Whole Wheat and Cornmeal Blueberry Pancakes

While I was in Nashville, way back in the day, my mom made me delicious cornmeal blueberry pancakes. They were the inspiration for this dish 🙂 which is a great breakfast to get you up and at em’ in the morning.

Whole Wheat Cornmeal Blueberry Pancakes

Serves 3-4

  • 1/2 cup Whole Wheat Flour
  • 3/4 cup Cornmeal
  • 2 tsp. Baking Powder
  • 1/2 tsp. Salt
  • 2 tbsp. Canola Oil
  • 1 1/4 cup Soy Milk
  • 1/3 cup Water
  • 1 tsp. Vanilla
  • 2 tbsp. Maple Syrup
  • 1 cup Blueberries

Mix together flour, cornmeal, baking powder and salt.

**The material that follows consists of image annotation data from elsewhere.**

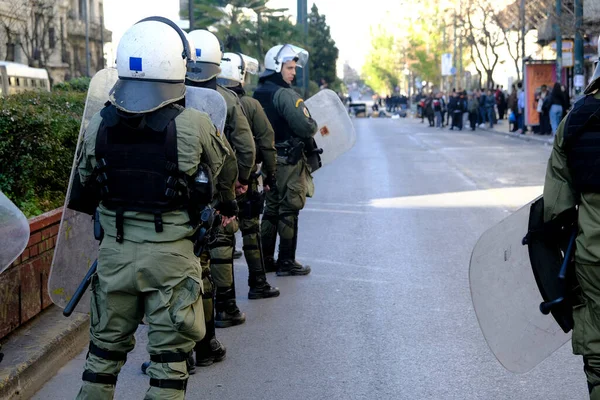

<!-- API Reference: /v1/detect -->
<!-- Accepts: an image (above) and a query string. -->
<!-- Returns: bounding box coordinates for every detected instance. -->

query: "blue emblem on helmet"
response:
[129,57,142,72]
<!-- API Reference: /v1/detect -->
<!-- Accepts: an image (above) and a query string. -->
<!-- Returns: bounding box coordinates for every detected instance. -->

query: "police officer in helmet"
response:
[544,42,600,400]
[186,29,256,328]
[254,44,317,276]
[217,53,279,299]
[77,17,227,399]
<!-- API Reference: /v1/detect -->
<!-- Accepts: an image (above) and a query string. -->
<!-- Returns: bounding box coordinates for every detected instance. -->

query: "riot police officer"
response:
[186,29,256,328]
[217,53,279,299]
[72,17,227,399]
[544,58,600,400]
[254,44,317,276]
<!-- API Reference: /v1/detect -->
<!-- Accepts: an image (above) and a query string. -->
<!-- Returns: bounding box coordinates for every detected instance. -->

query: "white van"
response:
[0,61,50,96]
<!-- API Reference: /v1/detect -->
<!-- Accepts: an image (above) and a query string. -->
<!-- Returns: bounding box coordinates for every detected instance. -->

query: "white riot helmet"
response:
[261,44,308,77]
[187,29,223,82]
[217,53,258,87]
[110,17,194,113]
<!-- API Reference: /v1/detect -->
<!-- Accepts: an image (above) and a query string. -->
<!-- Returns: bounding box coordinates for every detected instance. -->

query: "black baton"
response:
[63,259,98,317]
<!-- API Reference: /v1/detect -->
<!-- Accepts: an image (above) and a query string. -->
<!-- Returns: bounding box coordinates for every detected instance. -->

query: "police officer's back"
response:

Combine all other ingredients separately (except for the blueberries). Add wet to dry and mix until combined. Fold in the blueberries (very carefully). Cook pancakes :). Top with more maple syrup. So good.

ECO-BENEFITS

  1. Whole wheat flour means less energy than normal white flour (you don’t need to enrich it and bleach it, etc.)
  2. Get your blueberries organic, local, and seasonal. No pesticides, less transportation, and no extra energy put into growing them at that time of year.
  3. Vegan means never having to say you’re sorry. (Sorry. I’ve never even seen Love Story but I’ve seen Now and Then enough to know the line :)–>and I figure if you’ve read my blog at all I’ve probably beaten the vegan thing to death by now haha).